Labeling and preliminary in vivo assessment of niobium-labeled radioactive species: A proof-of-concept study

Initial ex vivo experiments with 95Nb-bevacizumab showed adequate tumor uptake, however at the same time high uptake in the liver, spleen and kidneys was observed. In order to investigate whether this behavior is due to instability of ⁎Nb-bevacizumab or to the creation of other ⁎Nb species in vivo, we performed biodistribution studies of 95Nb-oxalate, 95Nb-chloride and 95Nb-Df. These potential metabolite species did not show any specific uptake, apart from bone accumulation for 95Nb-oxalate and 95Nb-chloride, which, interestingly, may serve as an “indicator” for the release of 90Nb from labeled biomolecules.

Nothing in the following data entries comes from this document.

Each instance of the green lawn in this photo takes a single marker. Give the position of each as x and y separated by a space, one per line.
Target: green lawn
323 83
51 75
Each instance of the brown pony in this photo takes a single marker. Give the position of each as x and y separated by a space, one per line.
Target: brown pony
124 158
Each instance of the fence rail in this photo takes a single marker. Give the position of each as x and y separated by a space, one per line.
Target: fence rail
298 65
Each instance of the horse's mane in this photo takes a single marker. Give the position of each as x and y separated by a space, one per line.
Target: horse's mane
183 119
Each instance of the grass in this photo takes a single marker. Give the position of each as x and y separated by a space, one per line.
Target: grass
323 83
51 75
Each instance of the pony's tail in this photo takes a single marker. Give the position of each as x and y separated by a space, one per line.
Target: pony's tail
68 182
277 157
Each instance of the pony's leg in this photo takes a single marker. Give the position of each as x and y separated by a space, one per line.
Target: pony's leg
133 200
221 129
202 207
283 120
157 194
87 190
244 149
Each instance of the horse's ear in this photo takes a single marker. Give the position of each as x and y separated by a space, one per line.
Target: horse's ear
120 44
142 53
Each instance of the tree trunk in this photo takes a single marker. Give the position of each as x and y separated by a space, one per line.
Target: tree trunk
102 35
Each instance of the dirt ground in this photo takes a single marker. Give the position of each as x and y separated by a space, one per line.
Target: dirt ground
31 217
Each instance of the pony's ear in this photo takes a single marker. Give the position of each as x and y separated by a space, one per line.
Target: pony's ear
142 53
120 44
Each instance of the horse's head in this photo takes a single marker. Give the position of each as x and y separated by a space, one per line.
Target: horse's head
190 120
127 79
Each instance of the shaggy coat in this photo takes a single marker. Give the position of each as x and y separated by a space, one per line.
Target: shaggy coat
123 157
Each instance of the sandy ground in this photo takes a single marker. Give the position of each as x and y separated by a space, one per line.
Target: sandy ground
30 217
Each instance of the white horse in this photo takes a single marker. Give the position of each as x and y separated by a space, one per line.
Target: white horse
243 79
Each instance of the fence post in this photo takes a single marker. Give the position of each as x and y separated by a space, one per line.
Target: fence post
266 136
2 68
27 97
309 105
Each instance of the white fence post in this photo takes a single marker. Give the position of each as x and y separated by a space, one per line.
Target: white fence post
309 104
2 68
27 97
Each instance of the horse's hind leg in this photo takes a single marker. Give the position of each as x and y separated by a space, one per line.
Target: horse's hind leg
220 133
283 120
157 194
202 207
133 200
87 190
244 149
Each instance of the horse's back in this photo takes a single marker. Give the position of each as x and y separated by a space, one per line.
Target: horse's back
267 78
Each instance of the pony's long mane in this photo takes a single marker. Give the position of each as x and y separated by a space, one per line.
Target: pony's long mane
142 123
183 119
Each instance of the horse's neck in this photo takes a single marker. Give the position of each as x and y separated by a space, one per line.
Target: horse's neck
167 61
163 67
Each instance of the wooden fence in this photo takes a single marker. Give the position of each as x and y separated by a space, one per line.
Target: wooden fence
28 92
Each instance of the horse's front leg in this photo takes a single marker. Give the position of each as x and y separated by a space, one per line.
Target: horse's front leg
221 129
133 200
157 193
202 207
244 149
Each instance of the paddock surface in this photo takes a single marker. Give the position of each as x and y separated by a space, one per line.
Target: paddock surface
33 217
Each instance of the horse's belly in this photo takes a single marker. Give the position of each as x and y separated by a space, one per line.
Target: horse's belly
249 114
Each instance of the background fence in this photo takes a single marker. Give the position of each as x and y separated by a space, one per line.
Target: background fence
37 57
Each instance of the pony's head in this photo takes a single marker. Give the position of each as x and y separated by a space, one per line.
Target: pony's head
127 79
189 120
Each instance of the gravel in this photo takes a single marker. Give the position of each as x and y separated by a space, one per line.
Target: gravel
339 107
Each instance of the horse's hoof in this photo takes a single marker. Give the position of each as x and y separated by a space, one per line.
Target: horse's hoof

Concerning the initial uptake of 95Nb-bevacizumab in non-tumor tissue, biodistribution of a higher specific activity radiolabeled antibody sample did show only negligible uptake in the liver, spleen, kidneys or bones. In-vivo imaging of a tumor-bearing SCID mouse after injection with 90Nb-bevacizumab was acquired on an experimental small-animal PET camera, and indeed showed localization of the radiotracer in the tumor area. It is the first time that such results are described in the literature, and indicates promise of application of 90Nb-labeled antibodies for the purposes of immuno-PET.